After two weeks living in a rented flat, we talked – he said he missed me and I’d misunderstood him saying he wasn’t in love with me, but no pleas to come back. I was a wreck and confused. I moved back. I since found out this girl met a bloke around this time.
He was miserable for a while, then after two weeks he proposed. Nothing outstanding. He actually didn’t really want to tell people or celebrate. No engagement party. Quite sad really.
A few months afterwards this work colleague split with this guy, posting on facebook about how her life was sooooo ‘complicated’ etc. We organised a holiday and lo and behold, he changed overnight into the man I fell in love with.
We’ve made plans, booked wedding things, it’s been hard to engage him but he’s getting there. A few weeks prior, this girl wrote on her facebook that she was finally ‘over the man who’d broken her heart’.

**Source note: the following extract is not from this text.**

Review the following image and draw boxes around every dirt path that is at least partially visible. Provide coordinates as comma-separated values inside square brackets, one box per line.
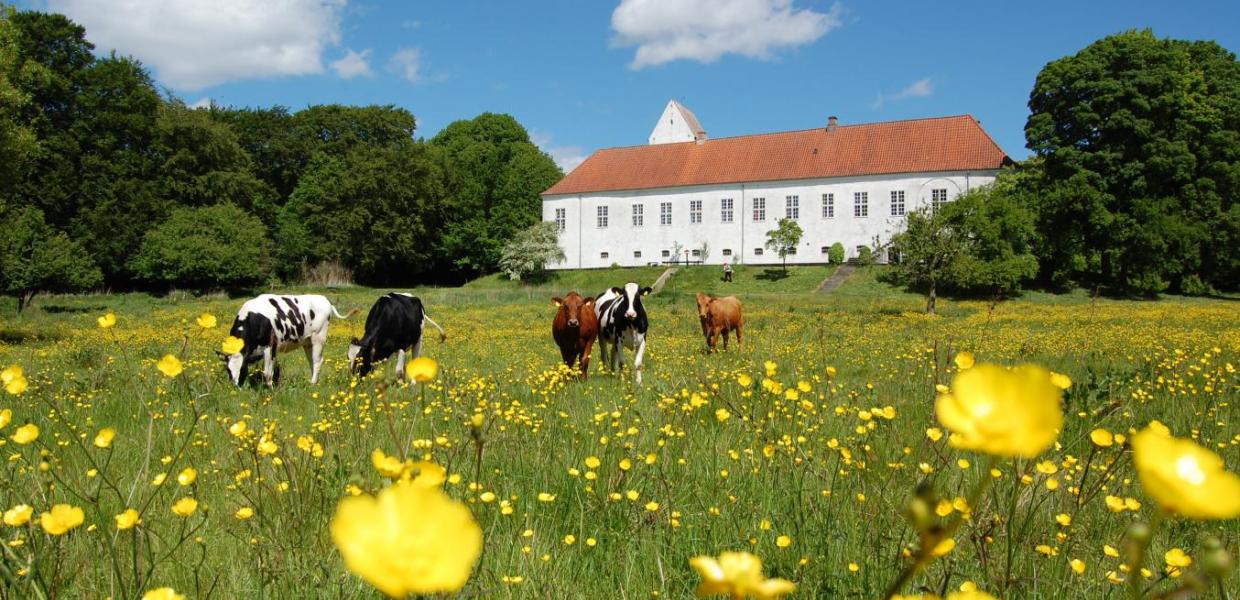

Ok history over. My question is, I’ve talked to him about ensuring I’m the one he wants to be with – he says forever. He wants children with me etc. I have not, however, challenged him about her as I have no proof other than the fact he doesn’t drive to work and back with her anymore and I no longer get invites to his work do’s.
Am I paranoid?
Should I drop it?
Is this just too long and rambly?
If anyone has the strength of mind to read all of that then I applaud them. I’m in a bit of a serious pondering mood due to this upcoming marriage, and making sure I’m doing the right thing. I’m old enough to know that people aren’t always 100% honest and sometimes it’s left up to us to figure it out.